Most independent trust companies are fairly small and many are of recent vintage, though they all must meet either state or federal Comptroller of the Currency charter requirements to open their doors and to stay in business. The relatively small size and geographic grounding of the average independent trust company does allow it to provide the kind of personal service and attention to independent advisors (not to mention the needs of their clients) that Batterman describes as being so rare these days at bank trust departments. Moreover, paging through the directory shows that some independent trust companies are far from small, and even big trust companies like Northern Trust say they will work with independent advisors in some areas. In addition to the AITCO-affiliated trust companies and other independent trust companies, there’s the National Advisors Trust Company, the holding company based in Overland Park, Kansas, that is owned by more than 120 advisors and which passed the $2 billion mark in trust and custodial assets last year.
One of the clearest signals that the independent trust company business has come of age, however, may be the bald statement by the acting chief of the second largest custodian of independent advisors’ assets–Scott Dell’Orfano of Fidelity’s Registered Investment Advisory Group–that Fidelity over the past 18 months has had “a pretty extensive focus on building out our consolidated trust and brokerage platform.” A good part of that time has been spent, Dell’Orfano says, in educating advisors about the trust service business. The other focus, he says, has been to work with Metavante and SunGard–both providers of trust accounting systems–to “bridge the gap” between Fidelity’s brokerage and trust offerings, “and bring those two worlds together onto one platform.” So Fidelity now offers a range of trust services to advisors–trust administration services, such as trust accounting and reporting; agent for trustee services, including reviews of trust documents and distributing income from those trusts; and trust custody. If the assets are custodied on the Fidelity system, Dell’Orfano notes, advisors can get “a consolidated view of the assets and consolidated reporting,” allowing advisors to “trade both positions”–trust and brokerage–through the same Fidelity Web portal.
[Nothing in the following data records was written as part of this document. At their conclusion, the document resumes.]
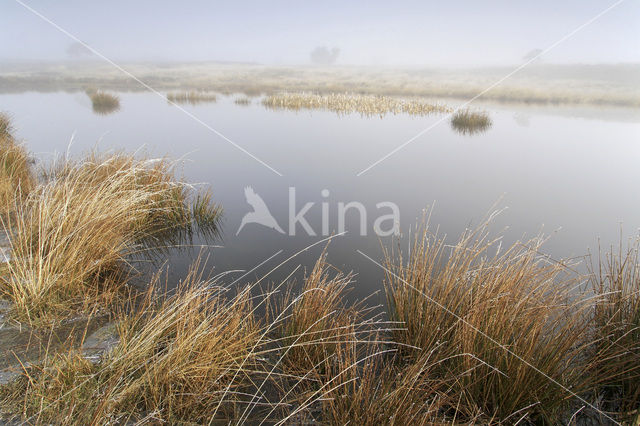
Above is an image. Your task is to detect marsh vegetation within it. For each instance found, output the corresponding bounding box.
[86,89,120,115]
[3,63,639,108]
[450,109,493,135]
[0,118,221,326]
[263,92,451,118]
[166,91,217,104]
[0,125,635,423]
[0,113,34,214]
[0,108,638,424]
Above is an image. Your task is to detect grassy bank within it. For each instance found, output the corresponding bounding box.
[2,218,638,424]
[0,114,638,424]
[2,63,639,108]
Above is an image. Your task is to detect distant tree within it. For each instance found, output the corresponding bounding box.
[66,42,93,59]
[523,48,543,63]
[310,46,340,65]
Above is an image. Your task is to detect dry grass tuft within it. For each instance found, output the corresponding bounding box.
[587,238,640,419]
[262,92,451,118]
[450,109,492,135]
[271,252,362,377]
[0,151,221,325]
[0,263,263,424]
[86,89,120,115]
[0,114,34,213]
[384,216,589,422]
[166,91,217,104]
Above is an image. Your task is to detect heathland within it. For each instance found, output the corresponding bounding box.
[1,62,639,107]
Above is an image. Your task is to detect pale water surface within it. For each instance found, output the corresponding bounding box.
[1,92,639,301]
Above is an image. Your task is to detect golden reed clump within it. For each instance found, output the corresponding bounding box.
[262,92,452,118]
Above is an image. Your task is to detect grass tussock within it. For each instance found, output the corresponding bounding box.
[587,239,640,418]
[0,263,263,424]
[0,151,221,325]
[384,217,590,423]
[86,89,120,115]
[450,109,492,135]
[271,252,363,377]
[0,114,34,213]
[262,92,451,118]
[166,91,217,104]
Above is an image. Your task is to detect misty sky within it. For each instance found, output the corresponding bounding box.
[2,0,639,66]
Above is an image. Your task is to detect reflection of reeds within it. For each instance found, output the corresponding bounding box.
[450,109,492,135]
[86,90,120,115]
[234,97,251,106]
[262,92,451,118]
[167,91,217,105]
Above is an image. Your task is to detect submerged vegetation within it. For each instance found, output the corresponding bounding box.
[166,91,217,104]
[86,89,120,115]
[450,109,492,135]
[0,114,639,424]
[263,92,451,118]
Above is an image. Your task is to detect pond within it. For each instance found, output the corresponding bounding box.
[2,92,639,302]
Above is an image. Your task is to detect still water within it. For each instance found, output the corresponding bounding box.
[2,92,639,301]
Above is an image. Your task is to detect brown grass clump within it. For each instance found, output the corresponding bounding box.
[450,109,492,135]
[309,341,458,425]
[262,92,451,118]
[166,91,217,104]
[587,239,640,419]
[384,217,590,423]
[0,264,263,424]
[86,89,120,115]
[0,151,221,325]
[271,253,361,377]
[0,114,34,213]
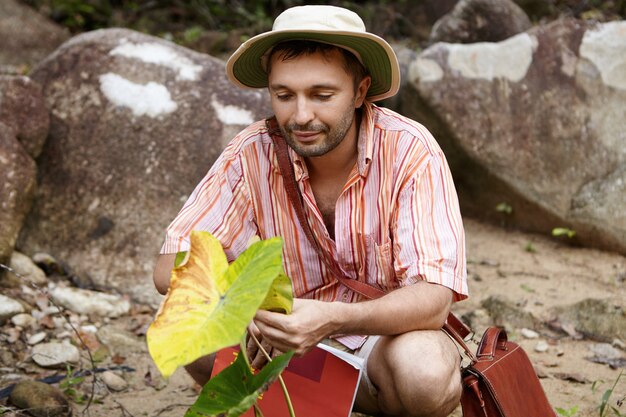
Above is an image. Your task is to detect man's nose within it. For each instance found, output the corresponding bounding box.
[293,97,314,126]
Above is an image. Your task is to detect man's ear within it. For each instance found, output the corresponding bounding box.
[355,76,372,108]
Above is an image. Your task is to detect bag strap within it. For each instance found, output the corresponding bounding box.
[266,116,474,357]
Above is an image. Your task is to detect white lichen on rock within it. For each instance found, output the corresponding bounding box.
[99,73,177,117]
[579,21,626,90]
[210,97,254,125]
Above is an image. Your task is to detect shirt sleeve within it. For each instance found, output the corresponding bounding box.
[160,151,258,263]
[393,150,468,301]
By leasing the SunGard Advantage trust accounting system, RIAs who want to build their own trust departments could do so easily and efficiently, he says. But there’s a dark cloud in that silver lining: Dell’Orfano says that not only are advisors getting into the trust business, but many trust firms “that want to look and feel more like RIAs,” are able to do so by using the SunGard platform to gain entree into the “brokerage world.”